Hypothesis: Treatment of diabetic dogs with heterologous insulin is more likely to stimulate production of AIA than is treatment with homologous insulin.
Animals: Diabetic dogs sampled before insulin therapy (n = 40), diabetic dogs sampled following treatment with porcine (homologous) insulin (n = 100), bovine (heterologous) lente insulin (n = 100), or bovine protamine zinc (PZI) insulin (n = 20), and nondiabetic control dogs (n = 120).
Methods: Prospective observational study. Sera were analyzed by ELISA for antibodies against porcine insulin, bovine insulin, insulin A, B, or C peptides, and control antigens; canine distemper virus (CDV) and canine thyroglobulin (TG). Canine isotype-specific antibodies were used to determine total and anti-insulin IgG1 : IgG2 ratios.

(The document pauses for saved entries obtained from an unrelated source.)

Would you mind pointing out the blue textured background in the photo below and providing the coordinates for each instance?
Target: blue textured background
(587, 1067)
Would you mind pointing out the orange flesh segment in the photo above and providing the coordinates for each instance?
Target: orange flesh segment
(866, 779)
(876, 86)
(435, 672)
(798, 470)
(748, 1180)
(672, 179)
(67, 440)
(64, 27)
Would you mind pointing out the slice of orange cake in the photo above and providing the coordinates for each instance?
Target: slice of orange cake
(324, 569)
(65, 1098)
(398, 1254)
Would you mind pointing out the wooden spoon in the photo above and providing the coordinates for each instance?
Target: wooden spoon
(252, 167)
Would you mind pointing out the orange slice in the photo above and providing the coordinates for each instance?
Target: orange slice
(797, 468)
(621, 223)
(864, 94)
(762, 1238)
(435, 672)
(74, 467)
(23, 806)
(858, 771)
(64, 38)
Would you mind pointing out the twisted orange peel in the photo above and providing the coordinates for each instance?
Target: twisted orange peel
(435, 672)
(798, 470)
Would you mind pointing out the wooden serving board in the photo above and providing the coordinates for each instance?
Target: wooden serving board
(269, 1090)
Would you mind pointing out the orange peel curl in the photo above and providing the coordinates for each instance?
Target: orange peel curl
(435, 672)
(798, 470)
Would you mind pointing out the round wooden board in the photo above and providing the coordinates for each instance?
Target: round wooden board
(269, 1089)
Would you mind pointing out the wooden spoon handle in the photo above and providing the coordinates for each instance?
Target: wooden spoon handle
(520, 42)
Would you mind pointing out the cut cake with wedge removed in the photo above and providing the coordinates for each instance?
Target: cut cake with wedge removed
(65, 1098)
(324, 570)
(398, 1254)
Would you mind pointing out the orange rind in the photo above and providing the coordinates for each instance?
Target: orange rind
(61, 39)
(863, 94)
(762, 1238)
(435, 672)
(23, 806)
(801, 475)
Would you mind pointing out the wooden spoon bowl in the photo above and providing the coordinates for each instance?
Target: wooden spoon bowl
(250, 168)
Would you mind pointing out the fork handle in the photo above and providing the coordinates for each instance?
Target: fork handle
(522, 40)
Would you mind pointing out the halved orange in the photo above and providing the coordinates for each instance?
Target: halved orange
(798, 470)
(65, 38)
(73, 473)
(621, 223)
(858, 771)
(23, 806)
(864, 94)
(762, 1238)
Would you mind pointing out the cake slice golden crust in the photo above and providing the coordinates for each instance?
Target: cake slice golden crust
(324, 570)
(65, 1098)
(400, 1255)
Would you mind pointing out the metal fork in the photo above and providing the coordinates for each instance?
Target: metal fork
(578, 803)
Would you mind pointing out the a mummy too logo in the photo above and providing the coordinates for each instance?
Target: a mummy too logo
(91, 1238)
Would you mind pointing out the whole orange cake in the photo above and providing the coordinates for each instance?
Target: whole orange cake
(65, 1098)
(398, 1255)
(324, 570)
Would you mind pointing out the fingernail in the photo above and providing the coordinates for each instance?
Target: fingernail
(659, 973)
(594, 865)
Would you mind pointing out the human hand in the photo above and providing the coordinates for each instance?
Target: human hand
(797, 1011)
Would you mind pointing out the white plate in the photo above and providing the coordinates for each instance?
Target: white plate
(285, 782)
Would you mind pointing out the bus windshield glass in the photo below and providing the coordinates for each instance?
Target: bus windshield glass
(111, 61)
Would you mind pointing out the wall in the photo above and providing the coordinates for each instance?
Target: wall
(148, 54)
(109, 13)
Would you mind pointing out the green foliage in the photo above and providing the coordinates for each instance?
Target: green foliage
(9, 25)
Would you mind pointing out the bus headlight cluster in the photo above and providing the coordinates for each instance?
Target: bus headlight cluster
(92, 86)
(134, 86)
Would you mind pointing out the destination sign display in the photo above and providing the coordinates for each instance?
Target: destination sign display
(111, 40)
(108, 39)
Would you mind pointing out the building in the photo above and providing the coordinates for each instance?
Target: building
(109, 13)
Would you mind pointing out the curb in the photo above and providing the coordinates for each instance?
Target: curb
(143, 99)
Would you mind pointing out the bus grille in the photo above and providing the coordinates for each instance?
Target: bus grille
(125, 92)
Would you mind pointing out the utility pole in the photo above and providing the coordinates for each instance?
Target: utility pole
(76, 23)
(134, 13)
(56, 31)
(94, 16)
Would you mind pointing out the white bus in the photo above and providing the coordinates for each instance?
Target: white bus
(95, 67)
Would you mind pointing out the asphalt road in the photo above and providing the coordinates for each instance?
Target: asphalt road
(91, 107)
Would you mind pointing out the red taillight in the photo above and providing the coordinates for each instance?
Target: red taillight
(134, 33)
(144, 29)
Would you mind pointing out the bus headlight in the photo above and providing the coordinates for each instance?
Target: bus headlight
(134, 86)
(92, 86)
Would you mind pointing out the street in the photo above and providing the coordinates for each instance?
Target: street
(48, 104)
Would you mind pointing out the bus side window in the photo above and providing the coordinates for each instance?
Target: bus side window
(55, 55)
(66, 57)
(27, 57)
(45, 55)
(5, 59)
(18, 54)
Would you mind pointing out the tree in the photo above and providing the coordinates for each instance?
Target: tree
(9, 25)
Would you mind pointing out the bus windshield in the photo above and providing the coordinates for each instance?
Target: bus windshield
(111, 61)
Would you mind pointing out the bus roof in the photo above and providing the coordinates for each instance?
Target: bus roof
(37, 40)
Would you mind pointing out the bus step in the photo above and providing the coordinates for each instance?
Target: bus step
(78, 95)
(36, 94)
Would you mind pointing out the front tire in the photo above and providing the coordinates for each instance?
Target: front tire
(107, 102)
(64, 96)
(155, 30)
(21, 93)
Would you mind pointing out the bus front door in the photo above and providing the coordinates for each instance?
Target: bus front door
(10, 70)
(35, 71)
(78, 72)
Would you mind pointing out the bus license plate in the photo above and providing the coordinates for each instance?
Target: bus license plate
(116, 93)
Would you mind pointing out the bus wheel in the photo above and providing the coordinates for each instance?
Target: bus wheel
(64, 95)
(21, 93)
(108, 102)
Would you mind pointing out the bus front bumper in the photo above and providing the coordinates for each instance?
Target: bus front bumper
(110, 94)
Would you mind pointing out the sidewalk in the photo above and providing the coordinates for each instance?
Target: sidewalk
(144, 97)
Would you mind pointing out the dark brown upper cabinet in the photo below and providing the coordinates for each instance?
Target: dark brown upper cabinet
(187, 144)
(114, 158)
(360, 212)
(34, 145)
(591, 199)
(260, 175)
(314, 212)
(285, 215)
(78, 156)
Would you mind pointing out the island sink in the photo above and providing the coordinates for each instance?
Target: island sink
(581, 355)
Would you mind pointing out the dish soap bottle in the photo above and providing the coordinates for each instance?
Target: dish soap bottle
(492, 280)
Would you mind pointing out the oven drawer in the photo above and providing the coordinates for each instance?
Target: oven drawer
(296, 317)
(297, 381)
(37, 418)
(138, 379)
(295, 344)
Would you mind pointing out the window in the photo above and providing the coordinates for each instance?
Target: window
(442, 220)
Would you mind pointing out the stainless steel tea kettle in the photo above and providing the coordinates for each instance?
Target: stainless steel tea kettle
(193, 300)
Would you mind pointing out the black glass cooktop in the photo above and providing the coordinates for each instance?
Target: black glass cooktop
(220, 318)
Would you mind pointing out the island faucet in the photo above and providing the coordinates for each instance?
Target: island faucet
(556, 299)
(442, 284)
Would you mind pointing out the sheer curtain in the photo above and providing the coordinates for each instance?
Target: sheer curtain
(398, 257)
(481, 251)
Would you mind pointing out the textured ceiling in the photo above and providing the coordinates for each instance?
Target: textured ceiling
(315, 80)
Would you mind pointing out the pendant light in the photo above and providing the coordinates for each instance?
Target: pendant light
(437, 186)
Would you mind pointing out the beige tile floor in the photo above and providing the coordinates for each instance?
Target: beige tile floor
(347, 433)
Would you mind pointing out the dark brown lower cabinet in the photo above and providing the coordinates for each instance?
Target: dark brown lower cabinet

Results: There was no difference in CDV or TG reactivity among the groups. AIA were detected in 5 of 40 newly diagnosed (untreated) diabetic dogs. There was no significant difference in AIA (ELISA optical density reactivity) comparing control and porcine insulin-treated diabetic dogs (P > .05). Anti-insulin reactivity was most prevalent in bovine PZI insulin-treated dogs (90%; P < .01), and bovine lente insulin-treated dogs (56%; P < .01). AIA induced by treatment were enriched for the IgG1 isotype.
Conclusions and clinical importance: This study indicates that bovine insulin is more immunogenic than porcine insulin when used for treatment of diabetic dogs.